Tunisie/ Condition de la femme : les trois principaux paradoxes

Publié le Mardi 12 Août 2014 à 13:38
Il y a 58 ans de cela, le 13 août 1956, à peine quelques mois après l’indépendance, Habib Bourguiba promulgua le Code de Statut personnel. Un document juridique révolutionnaire ayant affranchi la femme du statut de sujet subordonné à l’homme, et l’ayant mise sur la voie de l’égalité en droits et en devoirs avec son partenaire masculin, avec notamment l’abolition de la polygamie, la fin de la répudiation, l’institution du divorce judiciaire, ainsi que du consentement mutuel au mariage.

Le rituel du 13 août permet, chaque année, de s’attarder sur le chemin parcouru par la femme tunisienne tout au long de ces longues décennies. Son statut avant-gardiste et enviable est salué par tous. La femme a su gravir les échelons du savoir, cumuler les connaissances et les sciences, conquérir différents champs d’activités, en tendant toujours vers la distinction et l’excellence.

Femmes citadines.   Femmes rurales.

La femme doit son émancipation à un arsenal législatif pionnier qui l’a confirmée dans ses droits et libertés basiques. C’était la clef de sa progression et son succès. Ce dispositif s’est notablement consolidé après la révolution, à travers les nouveaux acquis introduits dans la constitution, portant notamment sur l’égalité homme/Femme, et la parité dans les conseils élus.

"Les citoyens et citoyennes ont les mêmes droits et devoirs. Ils sont égaux devant la loi, sans discrimination aucune", stipule l’article 20. L’article 45 dispose que "l’Etat garantit l’égalité des chances entre l’homme et la femme en matière de prise des différentes responsabilités dans l’ensemble des secteurs".

La femme franchit ainsi un pas considérable sur la voie de la consécration de ses droits, ce qui la prédestine à une plus grande présence dans la vie active et dans l’action politique et associative.

 La condition privilégiée des femmes revêt néanmoins trois principaux paradoxes.

Le premier tient à la mentalité masculine qui n’est pas encore en phase avec la condition actuelle de la femme.
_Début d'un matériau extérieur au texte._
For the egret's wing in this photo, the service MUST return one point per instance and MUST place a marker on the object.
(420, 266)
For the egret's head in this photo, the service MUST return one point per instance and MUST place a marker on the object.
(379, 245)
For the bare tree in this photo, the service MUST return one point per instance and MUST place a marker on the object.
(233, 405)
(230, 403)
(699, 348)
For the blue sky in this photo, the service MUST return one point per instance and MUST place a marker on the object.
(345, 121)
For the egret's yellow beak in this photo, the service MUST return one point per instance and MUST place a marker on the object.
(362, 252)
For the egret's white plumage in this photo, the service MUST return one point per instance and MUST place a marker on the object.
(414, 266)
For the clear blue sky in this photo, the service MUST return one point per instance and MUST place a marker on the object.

Un exemple répandu dans notre société : La gestion et la responsabilité du ménage repose, en majorité, sur les épaules de la femme, qui est tenue de concilier, aux dépens de sa santé et de son bien être personnel, entre tâches ménagères et activités professionnelles. Sur ce registre, les principes de complémentarité et de partage sont quasi-absents, et l’égoïsme masculin est dominant, hormis des exceptions qui ne font pas la règle.

Le deuxième tient à l’inadéquation entre la théorie, traduite par l’arsenal législatif pionnier, et la pratique encore anachronique, illustrée par le vécu des femmes. Peu sensibilisées, et méconnaissant la teneur de la loi, les femmes ont du mal à faire valoir leurs droits, notamment en cas de divorce. Celles qui n’ont pas d’activité rémunérée, ayant été dans une  situation de dépendance financière de leur ex-époux, voient leur situation, et celles de leurs enfants, se dégrader grandement.

Le troisième paradoxe, tient à la promotion à double vitesse de la condition féminine entre femme citadine et femme rurale. Cette dernière mène une vie difficile dans un milieu austère, privé de toutes les commodités. C’est la femme agricultrice, bergère, artisane…celle qui franchit des kilomètres et des kilomètres pour ramener l’eau, et le bois, celle qui a plusieurs bouches à nourrir, celle qui a vu son droit à l’éducation bafoué, celle qui souffre de la précarité, et du dénuement. Dans l’arrière pays, le calvaire des femmes se transmet de génération en génération, et de mère en fille. Ce n’est pas que la femme citadine n’a pas de difficultés, elle en à la pèle. Ce qui la privilégie de sa congénère rurale, est qu’elle jouit de toutes les commodités, et de beaucoup plus de chances en termes d’accès à l’éducation, au savoir et au travail, sources d’épanouissement, d’autonomie et d’accomplissement de soi.

Moralité de l’histoire, un long chemin reste à parcourir pour mettre en adéquation le texte et le contexte. Une révolution est à aussi mener dans les esprits, pour améliorer la condition de la femme, promouvoir son éducation et sa participation, selon le principe du mérite, à toutes les sphères de la vie active, dans le but d’atteindre l’équilibre au sein de la famille et de la société. Le tout est que les rapports entre hommes et femmes procèdent du partage effectif et de la coresponsabilité, et non de l’inimité et de la rivalité, totalement contre-nature.
H.J.


 

Commentaires 

 
#1 RE: Tunisie/ Condition de la femme : les trois principaux paradoxes
Ecrit par Montygolikely     12-08-2014 17:53
Le paradoxe c'est que, souvent, quelques kilomètres seulement séparent la "citadine" de la "rurale".